FERC Ruling Pushes Pipelines Out Of MLPs

Earnings calls often include grumbling that private equity, with its locked up capital, is outcompeting public MLPs for projects. Energy Transfer’s Kelcy Warren complained, “We lose out on projects routinely these days to private equity, not really to our peer group… there’s just a lot of private equity that hires management teams and they’re in for the short term. But it doesn’t matter, they’re winning and we’re not.”

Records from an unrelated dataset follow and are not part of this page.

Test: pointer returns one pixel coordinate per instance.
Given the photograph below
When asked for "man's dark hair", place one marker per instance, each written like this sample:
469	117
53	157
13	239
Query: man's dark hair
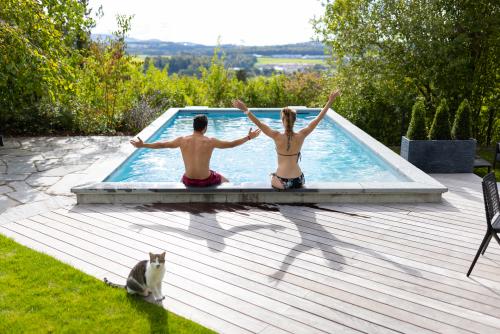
200	122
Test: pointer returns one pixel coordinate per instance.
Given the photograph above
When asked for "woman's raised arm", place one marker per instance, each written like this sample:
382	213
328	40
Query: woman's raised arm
314	123
264	127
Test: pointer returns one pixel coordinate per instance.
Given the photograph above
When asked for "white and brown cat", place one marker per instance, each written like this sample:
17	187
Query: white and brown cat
145	278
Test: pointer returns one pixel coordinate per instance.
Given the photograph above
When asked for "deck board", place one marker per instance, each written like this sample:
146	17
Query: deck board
335	268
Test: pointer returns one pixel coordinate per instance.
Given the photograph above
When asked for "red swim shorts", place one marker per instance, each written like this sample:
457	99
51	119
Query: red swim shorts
213	180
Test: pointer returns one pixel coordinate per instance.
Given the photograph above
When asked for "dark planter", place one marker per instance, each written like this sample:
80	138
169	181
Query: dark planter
440	156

FERC’s Thursday ruling on tariff calculations added another source of volatility to a sector not short of it. Later in the day, Enterprise Products Partners (EPD) CEO Jim Teague stated, “We do not expect the revisions to the FERC’s policy on the recovery of income taxes to materially impact our earnings and cash flow,” Other large firms soon followed, including Kinder Morgan. So the market’s initial response was disproportionate, but its vulnerability to a relatively obscure issue simply highlighted unnecessary complexity.

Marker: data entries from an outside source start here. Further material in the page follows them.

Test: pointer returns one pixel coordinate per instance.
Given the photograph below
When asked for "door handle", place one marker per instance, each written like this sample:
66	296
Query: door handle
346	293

Energy infrastructure assets are doing fine, but the MLP entities that own them are taking a succession of body blows. The corporate ownership of energy infrastructure assets, with its access to worldwide equity investors and simpler tax reporting, is looking ever more attractive. On the week, the narrowly MLP-focused Alerian MLP Index was -2.9% whereas the broader American Energy Independence Index was -1.0%, as investors favored corporate ownership over MLPs following FERC’s ruling.

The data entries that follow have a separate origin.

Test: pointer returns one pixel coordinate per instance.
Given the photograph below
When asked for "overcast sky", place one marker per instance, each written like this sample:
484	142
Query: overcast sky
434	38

Investors in MLP ETFs such as AMLP, and similar MLP-dedicated mutual funds, already face a corporate tax drag (see again AMLP’s Tax Bondage). They are likely to see MLPs continue to lose favor as a financing vehicle, with a consequent diminution of names to hold. Investors who desire to profit from the Shale Revolution and the path to American Energy Independence should switch out of MLP-focused, tax-impaired MLP funds and into broader energy infrastructure exposure relying on simple corporate ownership of assets with no tax drag.